I've never used the Logitech, but note that the TiVo's remote code must be changed by a remote operating in IR mode. RF mode will not do it. And get out of the Sys Info screen right after you change the code so you don't change it again accidentally.


----------



## Ladd Morse (Feb 21, 2002)

Ok, I figured out everything I needed to do; how to control the new Roamio and the old HD using the Logitech Harmony remote.

First, switch the TiVo Roamio remote to IR (TiVo + C). Can't change the Roamio remote code while in out-of-the-box RF mode.

Then you can change the Roamio remote code to something other than zero. Go to the system information screen, change the address on the remote by holding TiVo and Pause and then pressing the number you want to assign.

Exit the "System Info" page before moving on to the next TiVo.

Change the TiVo HD remote code to something other than zero, selecting a number that is NOT used by the Roamio. Exit the "System Info" page.

Connect the Harmony remote to your computer and fire up the Harmony configuration software.

Click on "Devices" tab and select "Romio".

Select "Confirm infrared commands" and follow instructions. Save. This tells the Harmony the command structure of your Roamio remote set to (number other than zero and different from the HD)

Back on the "Devices" tab, select "TiVo HD".

Select "Confirm infrared commands" and follow instructions. Save. This tells the Harmony the command structure of your TiVo HD remote set to (number other than zero and different from the Roamio)

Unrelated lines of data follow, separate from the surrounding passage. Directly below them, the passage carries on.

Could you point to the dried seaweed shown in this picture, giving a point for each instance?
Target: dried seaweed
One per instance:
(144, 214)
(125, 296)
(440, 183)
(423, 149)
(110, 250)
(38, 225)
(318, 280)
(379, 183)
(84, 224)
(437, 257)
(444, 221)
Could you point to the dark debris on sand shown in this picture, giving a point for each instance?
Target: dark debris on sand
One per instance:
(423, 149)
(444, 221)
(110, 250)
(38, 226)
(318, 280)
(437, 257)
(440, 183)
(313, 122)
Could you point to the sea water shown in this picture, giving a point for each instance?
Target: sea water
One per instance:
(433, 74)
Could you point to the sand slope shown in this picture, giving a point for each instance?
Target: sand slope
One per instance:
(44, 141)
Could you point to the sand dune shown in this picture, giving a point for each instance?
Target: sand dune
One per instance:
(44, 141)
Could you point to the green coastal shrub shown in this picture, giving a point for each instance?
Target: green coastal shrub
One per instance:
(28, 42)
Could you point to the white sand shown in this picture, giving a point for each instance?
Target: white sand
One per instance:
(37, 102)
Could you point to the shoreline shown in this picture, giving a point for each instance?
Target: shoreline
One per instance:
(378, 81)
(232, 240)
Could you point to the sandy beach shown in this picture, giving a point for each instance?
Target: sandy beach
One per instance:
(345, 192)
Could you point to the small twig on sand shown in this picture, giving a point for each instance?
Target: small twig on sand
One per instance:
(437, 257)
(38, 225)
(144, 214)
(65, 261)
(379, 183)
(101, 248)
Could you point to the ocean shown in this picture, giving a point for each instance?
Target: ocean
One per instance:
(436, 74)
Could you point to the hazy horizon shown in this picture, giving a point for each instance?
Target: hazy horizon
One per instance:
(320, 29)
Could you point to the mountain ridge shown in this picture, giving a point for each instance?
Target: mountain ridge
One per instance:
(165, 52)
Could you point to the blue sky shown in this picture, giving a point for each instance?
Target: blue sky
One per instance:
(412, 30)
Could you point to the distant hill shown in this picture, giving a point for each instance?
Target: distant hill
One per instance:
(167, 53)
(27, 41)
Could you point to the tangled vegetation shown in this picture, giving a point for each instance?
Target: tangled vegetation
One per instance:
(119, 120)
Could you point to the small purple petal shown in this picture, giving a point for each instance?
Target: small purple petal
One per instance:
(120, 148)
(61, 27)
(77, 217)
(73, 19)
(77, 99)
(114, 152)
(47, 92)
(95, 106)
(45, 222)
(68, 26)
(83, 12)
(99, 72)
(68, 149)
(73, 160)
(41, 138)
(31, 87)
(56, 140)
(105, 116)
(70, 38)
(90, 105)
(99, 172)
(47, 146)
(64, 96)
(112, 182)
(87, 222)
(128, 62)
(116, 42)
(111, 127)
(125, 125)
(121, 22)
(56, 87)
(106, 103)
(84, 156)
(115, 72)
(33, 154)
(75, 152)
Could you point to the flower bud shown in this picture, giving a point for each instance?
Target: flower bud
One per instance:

Update the Harmony remote and now it can control each TiVo using separate activities (Watch Roamio and Watch HD), with no cross talk between the two TiVos.

Yay!


----------



## rsamos (Aug 20, 2015)

Ladd Morse said:


> ...
> Step 3: While a bit off topic here, any tips on how to program the IR Logitech Harmony how to have a "Watch TiVo HD" activity and a "Watch TiVo Roamio" activity and have each activity only control its TiVo would be most appreciated.


Hah!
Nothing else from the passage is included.